III. Objeto social indeterminado en el Anteproyecto de la LGS 

3.1 Alternativa legal a la determinación social obligatoria

La regulación normativa del objeto social podría experimentar una significativa modificación debido al contenido del Anteproyecto de la LGS; puesto que su redacción brinda una discrecionalidad arriesgada a los socios, pues permite la libertad de elegir la precisión o no del objeto social en el estatuto. Es importante destacar que, el artículo 10 del Anteproyecto de la LGS modificaría el artículo 11 de la LGS, permitiendo una mayor autonomía jurídica de los socios en la dirección de las sociedades. Ciertamente, esta posible alternativa legal representa un avance relevante para aquellos que abogan por la adaptabilidad del objeto social a las necesidades del mercado.

Objetivamente, conviene precisar que ciertos autores consideran que la imperativa determinación del objeto societario resulta anticuada para defender los intereses de quienes se reunieron en un primer momento para constituir la sociedad; por tal motivo, se señala la exigencia de ser los socios quienes, en miras de sus propósitos en el mercado, decidan la categoría que mejor les convenga (Montoya y Loaiza 2015, 164). Vale decir, se concluye que escoger voluntariamente la determinación o indeterminación del objeto social plasmará una mayor autonomía de los socios en la toma de decisiones empresariales.

IV. Consideraciones doctrinarias sobre el objeto social

4.1 Legislación comparada 

El ordenamiento jurídico corporativo de países como Estados Unidos opta por la potestad de decisión que tienen los socios en cuanto a la tipificación del objeto social en el estatuto, permitiendo una mayor flexibilidad de las actividades económicas de la sociedad (Hernández 2007, 239-240).  No obstante, para quienes se sientan atraídos por los beneficios de la aplicación del modelo societario estadounidense, debe recordarse que la legislación de cada país es particular a su contexto sociopolítico, lo que contribuye a que las leyes referentes a operaciones financieras no compartan el mismo potencial de desarrollo económico en todos los países. 

En efecto, lo esencial es evaluar las condiciones del mercado que cada Estado ofrece con el objeto de determinar la situación más conveniente para los empresarios, ello considerando que el sistema normativo de cada jurisdicción es diferente y adaptado a necesidades específicas de su entorno. Sirva de muestra que, a diferencia de Estados Unidos, la doctrina societaria española acoge la determinación clara y precisa del objeto social en el estatuto para brindar certeza a los negocios empresariales (Montoya y Loayza 2015,158). 

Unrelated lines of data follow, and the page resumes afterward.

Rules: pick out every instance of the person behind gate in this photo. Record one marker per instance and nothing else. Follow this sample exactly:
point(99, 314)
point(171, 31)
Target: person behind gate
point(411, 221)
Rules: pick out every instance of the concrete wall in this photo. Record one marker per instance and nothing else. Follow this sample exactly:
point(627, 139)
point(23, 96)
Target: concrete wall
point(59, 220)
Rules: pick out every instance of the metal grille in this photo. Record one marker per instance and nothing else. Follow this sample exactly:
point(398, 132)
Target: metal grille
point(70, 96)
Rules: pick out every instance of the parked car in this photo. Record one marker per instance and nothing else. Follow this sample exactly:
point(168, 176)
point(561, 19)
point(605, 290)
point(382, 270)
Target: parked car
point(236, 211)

4.2 Discusión doctrinaria en el Perú

Como se ha explicado, nuestro ordenamiento jurídico estipula que las actividades de la sociedad deben estar determinadas de manera expresa y concisa en el estatuto social, ello con la intención de eliminar toda vaguedad en la interpretación de sus alcances. Sin embargo, actualmente diversos autores discuten el supuesto beneficio que la determinación del objeto social genera en la administración de la sociedad. Ciertamente, debe señalarse que hay quienes para evitar el debate prefieren buscar un equilibrio entre ambos enfoques, caso ilustrativo es el Anteproyecto de la LGS que, en lugar de mantener una postura definida como lo hace la actual ley, opta por la libre elección de delimitar o no el objeto social.

4.2.1. Argumentos a favor de la indeterminación

Con el fin de exponer las razones por las cuales se considera obsoleta la práctica de tipificar de forma determinada el objeto social, se recurrirá a la opinión de destacados autores como Alfonso Montoya Stahl, Fernando Loayza Jordán y Juan Luis Hernández Gazzo. Sin lugar a duda, los citados expertos han identificado acertadamente los elementos corporativos que respaldan la preferencia por un objeto social indeterminado, argumentos entre los cuales destacan los siguientes: la flexibilidad del mercado, el interés de los socios y, no menos importante aún, el interés de los terceros contratantes.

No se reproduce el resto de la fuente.